Of course I've over-simplified. The real Bugle has capacitors each rail to ground. At power-up, equal capacitors will set the ground halfway between the rails. The output signal returns on the shell and signal current flows in the rail caps. It "works".
But that initial halfway charge is not "solid". Opamp input bias current starts to pull the common off-center, which is not a problem, until it is so off-center that it can't swing the peaks of one side of the signal. SamA hears distortion. His off-wait-on process re-starts with a new halfway charge.
I can't make out the rail-caps from the published info and am too lazy to look up bias current. You might run those numbers and see if time constant is minutes.

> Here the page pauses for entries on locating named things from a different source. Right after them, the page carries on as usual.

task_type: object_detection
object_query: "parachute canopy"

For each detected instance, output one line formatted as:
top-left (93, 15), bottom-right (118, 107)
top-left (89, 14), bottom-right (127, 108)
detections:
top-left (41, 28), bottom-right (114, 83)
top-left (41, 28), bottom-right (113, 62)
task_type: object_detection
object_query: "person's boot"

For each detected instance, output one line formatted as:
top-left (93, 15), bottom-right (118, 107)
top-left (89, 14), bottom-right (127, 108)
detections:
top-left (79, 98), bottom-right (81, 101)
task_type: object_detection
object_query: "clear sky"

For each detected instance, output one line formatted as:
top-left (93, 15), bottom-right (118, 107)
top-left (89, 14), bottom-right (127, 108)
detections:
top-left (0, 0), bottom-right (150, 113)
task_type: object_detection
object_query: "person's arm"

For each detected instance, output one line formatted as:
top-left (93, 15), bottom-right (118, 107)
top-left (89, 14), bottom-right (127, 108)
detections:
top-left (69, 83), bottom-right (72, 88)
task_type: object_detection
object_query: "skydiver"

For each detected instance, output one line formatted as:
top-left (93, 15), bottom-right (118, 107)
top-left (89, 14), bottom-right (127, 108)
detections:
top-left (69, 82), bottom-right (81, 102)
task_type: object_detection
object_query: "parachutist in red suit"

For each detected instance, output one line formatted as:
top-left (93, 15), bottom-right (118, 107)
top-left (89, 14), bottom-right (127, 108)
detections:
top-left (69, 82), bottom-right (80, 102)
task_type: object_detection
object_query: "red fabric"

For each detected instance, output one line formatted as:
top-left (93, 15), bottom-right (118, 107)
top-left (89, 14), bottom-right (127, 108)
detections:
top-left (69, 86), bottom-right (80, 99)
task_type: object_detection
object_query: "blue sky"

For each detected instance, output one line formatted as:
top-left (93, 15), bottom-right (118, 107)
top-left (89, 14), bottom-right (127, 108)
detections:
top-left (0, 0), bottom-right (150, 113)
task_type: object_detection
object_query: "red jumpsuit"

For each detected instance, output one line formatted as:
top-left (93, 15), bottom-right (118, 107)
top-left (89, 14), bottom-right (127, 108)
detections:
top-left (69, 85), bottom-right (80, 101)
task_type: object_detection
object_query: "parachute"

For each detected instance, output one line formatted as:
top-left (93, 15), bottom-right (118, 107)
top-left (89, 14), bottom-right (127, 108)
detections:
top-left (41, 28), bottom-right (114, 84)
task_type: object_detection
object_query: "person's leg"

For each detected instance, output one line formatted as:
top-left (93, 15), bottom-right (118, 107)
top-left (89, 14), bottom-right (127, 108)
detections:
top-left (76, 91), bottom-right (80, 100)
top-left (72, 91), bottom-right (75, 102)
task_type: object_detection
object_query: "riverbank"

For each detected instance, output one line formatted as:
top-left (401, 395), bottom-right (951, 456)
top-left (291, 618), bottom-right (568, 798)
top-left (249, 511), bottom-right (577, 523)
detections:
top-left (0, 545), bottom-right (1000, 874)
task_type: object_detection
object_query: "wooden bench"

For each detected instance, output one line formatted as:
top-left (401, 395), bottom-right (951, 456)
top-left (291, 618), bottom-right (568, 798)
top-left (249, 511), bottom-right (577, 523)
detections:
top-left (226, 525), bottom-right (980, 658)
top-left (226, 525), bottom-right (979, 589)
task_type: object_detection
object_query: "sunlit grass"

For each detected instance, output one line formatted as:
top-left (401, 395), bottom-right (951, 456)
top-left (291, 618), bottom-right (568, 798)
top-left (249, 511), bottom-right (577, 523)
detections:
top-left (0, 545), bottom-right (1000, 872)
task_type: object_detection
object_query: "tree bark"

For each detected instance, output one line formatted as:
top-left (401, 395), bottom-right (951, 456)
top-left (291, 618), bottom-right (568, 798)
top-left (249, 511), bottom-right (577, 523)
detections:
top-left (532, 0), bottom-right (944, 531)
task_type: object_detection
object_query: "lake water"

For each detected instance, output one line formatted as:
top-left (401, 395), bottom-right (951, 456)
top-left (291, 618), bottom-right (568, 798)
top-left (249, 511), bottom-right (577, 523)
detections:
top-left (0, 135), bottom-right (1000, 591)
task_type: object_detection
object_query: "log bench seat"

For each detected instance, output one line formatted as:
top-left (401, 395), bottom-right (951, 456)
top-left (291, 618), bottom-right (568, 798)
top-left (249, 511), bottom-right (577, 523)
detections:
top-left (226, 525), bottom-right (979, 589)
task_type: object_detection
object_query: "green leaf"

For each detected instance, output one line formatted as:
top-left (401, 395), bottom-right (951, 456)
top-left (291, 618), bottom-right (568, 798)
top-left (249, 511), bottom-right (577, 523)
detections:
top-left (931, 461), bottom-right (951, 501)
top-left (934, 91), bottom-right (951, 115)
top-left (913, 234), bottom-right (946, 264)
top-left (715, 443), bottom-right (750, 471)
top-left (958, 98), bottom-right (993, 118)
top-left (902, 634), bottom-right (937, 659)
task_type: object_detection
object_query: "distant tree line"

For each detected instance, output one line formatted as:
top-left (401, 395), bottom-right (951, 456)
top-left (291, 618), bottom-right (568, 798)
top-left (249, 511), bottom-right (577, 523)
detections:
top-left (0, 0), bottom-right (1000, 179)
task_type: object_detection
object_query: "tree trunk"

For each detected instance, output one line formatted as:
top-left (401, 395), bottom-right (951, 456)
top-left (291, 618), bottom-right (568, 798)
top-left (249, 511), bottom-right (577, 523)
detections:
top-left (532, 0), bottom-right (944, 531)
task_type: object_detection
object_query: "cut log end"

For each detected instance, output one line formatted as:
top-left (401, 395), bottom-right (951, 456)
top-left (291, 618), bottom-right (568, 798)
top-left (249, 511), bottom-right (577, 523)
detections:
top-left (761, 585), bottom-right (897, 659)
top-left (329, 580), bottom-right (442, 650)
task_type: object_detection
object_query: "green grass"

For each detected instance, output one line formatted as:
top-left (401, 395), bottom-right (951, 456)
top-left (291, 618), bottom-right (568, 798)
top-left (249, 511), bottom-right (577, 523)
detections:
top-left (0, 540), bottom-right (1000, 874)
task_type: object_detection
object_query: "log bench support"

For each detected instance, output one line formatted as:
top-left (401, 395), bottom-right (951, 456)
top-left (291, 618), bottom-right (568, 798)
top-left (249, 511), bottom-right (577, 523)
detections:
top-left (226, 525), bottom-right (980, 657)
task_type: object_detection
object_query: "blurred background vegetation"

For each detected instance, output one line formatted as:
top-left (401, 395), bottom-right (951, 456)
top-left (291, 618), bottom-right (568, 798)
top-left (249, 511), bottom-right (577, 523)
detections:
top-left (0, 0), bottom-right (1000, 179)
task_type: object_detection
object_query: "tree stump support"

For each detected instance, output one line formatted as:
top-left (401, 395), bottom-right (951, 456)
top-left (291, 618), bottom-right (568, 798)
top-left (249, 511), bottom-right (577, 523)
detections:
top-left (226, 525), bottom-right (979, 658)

It's a good preamp and I dunno why someone would want to power it with a game-console supply. True, the Bugle will reject a lot of trash; you still have your very weak phono signal intimately connected with every vacuum cleaner and fluorescent lamp in the neighborhood. (At least a digi-game supply will reject RF on the powerlines.) Battery power floats far-away from mundane wall-power trash/hash. The Bugle wall power supply does a lot to damp the hash.
Here's a hasty-hack. Since we only need 30ma and most bricks have 100mA or more, "waste" power to fake a split rail. Two 1K will bleed around 10mA, chip bias currents just vanish in the flood. The output shell sees 500R, so with 50K amp input the crosstalk is 40dB down. I do not like it, do not advise it, but SamA showed that the preamp "works" with "infinite" power supply center-tap resistance, for a while, and this would swamp the lingering drift.